Yield will vary depending on how large a cutter you use.
BattleNymph
02-19-2007, 04:36 PM
The History of the Potato Chip
1853, Saratoga Springs, New York
As a world food, potatoes are second in human consumption only to rice. And as thin, salted, crisp chips, they are America's favorite snack food. Potato chips originated in New England as one man's variation on the French-fried potato, and their production was the result not of a sudden stroke of culinary invention but of a fit of pique.
In the summer of 1853, American Indian George Crum was employed as a chef at an elegant resort in Saratoga Springs, New York. On Moon Lake Lodge's restaurant menu were French-fried potatoes, prepared by Crum in the standard, thick-cut French style that was popularized in France in the 1700s and enjoyed by Thomas Jefferson as ambassador to that country. Ever since Jefferson brought the recipe to America and served French fries to guests at Monticello, the dish was popular and serious dinner fare.
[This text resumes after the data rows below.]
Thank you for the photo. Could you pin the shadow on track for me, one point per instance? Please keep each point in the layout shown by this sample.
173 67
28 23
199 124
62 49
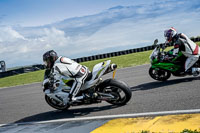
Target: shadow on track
157 84
71 113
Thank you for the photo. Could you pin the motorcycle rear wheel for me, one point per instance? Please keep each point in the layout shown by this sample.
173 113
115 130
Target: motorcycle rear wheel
55 105
160 75
121 92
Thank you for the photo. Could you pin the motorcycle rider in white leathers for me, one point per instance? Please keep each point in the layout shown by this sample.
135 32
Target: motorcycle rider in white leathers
182 43
62 66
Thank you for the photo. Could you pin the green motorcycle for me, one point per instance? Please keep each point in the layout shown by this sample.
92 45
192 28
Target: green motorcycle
163 63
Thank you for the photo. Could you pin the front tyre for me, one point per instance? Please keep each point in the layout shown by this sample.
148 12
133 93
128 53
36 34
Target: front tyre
53 103
160 75
119 90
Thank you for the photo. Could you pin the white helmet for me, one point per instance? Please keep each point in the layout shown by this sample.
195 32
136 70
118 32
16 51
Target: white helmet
169 34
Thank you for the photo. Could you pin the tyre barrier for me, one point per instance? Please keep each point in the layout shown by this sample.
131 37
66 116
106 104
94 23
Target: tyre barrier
82 59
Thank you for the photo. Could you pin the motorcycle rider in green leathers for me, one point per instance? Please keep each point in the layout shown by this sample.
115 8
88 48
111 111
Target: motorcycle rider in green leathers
185 45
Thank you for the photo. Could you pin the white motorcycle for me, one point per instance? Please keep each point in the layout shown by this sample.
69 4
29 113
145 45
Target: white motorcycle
95 90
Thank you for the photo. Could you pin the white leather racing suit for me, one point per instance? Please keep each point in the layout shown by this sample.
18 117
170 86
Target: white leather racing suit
70 70
190 49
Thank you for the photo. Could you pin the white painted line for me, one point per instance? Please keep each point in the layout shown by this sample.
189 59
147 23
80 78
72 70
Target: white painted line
20 85
111 117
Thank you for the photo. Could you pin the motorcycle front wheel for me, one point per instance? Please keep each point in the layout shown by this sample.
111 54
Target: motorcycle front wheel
160 75
120 92
53 103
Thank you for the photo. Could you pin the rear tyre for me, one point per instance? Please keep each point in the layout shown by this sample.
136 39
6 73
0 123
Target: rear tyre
160 75
53 103
121 92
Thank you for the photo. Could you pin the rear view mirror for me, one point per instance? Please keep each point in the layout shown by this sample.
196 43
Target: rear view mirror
155 42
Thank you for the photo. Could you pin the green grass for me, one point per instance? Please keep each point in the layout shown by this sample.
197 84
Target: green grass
37 76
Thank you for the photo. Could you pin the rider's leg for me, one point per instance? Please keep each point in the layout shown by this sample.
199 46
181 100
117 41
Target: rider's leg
190 62
79 81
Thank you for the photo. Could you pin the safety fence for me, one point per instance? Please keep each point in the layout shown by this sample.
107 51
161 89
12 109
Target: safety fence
82 59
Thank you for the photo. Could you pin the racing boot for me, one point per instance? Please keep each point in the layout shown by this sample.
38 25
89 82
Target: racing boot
195 71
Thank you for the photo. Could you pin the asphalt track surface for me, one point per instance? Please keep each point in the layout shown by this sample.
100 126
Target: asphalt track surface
26 103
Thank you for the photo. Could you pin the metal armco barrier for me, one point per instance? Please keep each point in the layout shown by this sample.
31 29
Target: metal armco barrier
21 70
83 59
At Moon Lake Lodge, one dinner guest found chef Crum's French fries too thick for his liking and rejected the order. Crum cut and fried a thinner batch, but these, too, met with disapproval. Exasperated, Crum decided to rile the guest by producing French fries too thin and crisp to skewer with a fork.
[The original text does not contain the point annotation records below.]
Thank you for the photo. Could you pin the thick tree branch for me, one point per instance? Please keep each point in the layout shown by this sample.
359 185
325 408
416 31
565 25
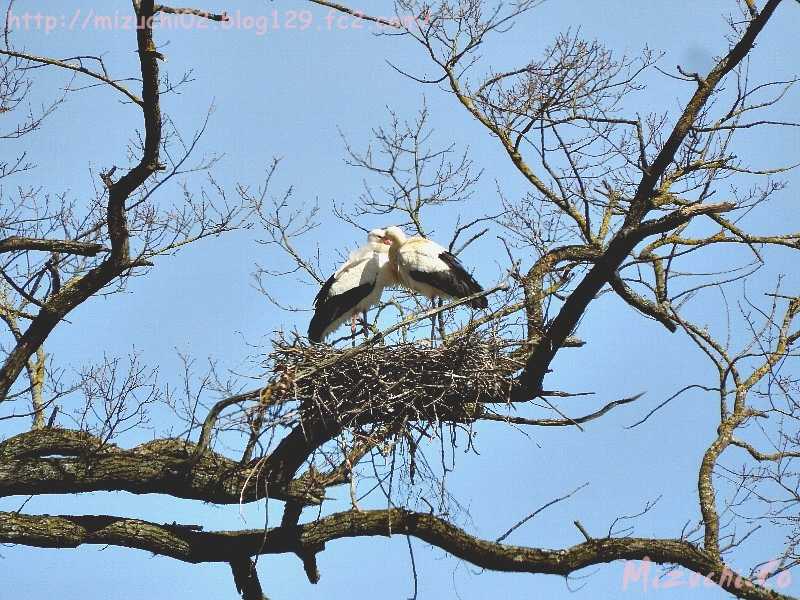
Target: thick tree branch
189 544
17 244
58 461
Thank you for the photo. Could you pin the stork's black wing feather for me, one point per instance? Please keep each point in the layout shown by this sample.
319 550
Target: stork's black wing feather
455 282
330 308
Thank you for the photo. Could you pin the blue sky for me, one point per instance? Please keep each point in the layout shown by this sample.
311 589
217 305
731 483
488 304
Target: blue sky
288 93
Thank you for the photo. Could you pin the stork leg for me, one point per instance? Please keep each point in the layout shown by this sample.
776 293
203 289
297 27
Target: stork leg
366 326
433 324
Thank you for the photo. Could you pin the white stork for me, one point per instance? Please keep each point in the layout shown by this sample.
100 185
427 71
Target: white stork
354 288
426 267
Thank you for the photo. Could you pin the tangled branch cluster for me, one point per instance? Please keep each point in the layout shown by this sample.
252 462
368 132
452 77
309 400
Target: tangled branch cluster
398 383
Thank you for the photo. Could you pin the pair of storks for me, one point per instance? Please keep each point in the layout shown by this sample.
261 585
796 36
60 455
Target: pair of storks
389 259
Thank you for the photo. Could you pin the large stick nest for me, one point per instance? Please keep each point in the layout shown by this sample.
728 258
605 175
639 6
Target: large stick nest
406 381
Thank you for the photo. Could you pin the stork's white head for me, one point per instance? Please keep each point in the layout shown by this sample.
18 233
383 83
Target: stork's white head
376 236
394 235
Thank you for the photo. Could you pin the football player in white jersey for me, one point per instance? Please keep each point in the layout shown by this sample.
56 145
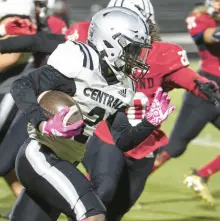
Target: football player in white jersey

The plan backfired. The guest was ecstatic over the browned, paper-thin potatoes, and other diners requested Crum's potato chips, which began to appear on the menu as Saratoga Chips, a house specialty. Soon they were packaged and sold, first locally, then throughout the New England area. Crum eventually opened his own restaurant, featuring chips. At that time, potatoes were tediously peeled and sliced by hand. It was the invention of the mechanical potato peeler in the 1920s that paved the way for potato chips to soar from a small specialty item to a top-selling snack food.
For several decades after their creation, potato chips were largely a Northern dinner dish. In the 1920s, Herman Lay, a traveling salesman in the South, helped popularize the food from Atlanta to Tennessee. Lay peddled potato chips to Southern grocers out of the trunk of his car, building a business and a name that would become synonymous with the thin, salty snack. Lay's potato chips became the first successfully marketed national brand, and in 1961 Herman Lay, to increase his line of goods, merged his company with Frito, the Dallas-based producer of such snack foods as Fritos Corn Chips.
Americans today consume more potato chips (and Fritos and French fries) than any other people in the world; a reversal from colonial times, when New Englanders consigned potatoes largely to pigs as fodder and believed that eating the tubers shortened a person's life—not because potatoes were fried in fat and doused with salt, today's heart and hypertension culprits, but because the spud, in its unadulterated form, supposedly contained an aphrodisiac which led to behavior that was thought to be life shortening. Potatoes of course contain no aphrodisiac, though potato chips are frequently consumed with passion and are touted by some to be as satisfying as sex.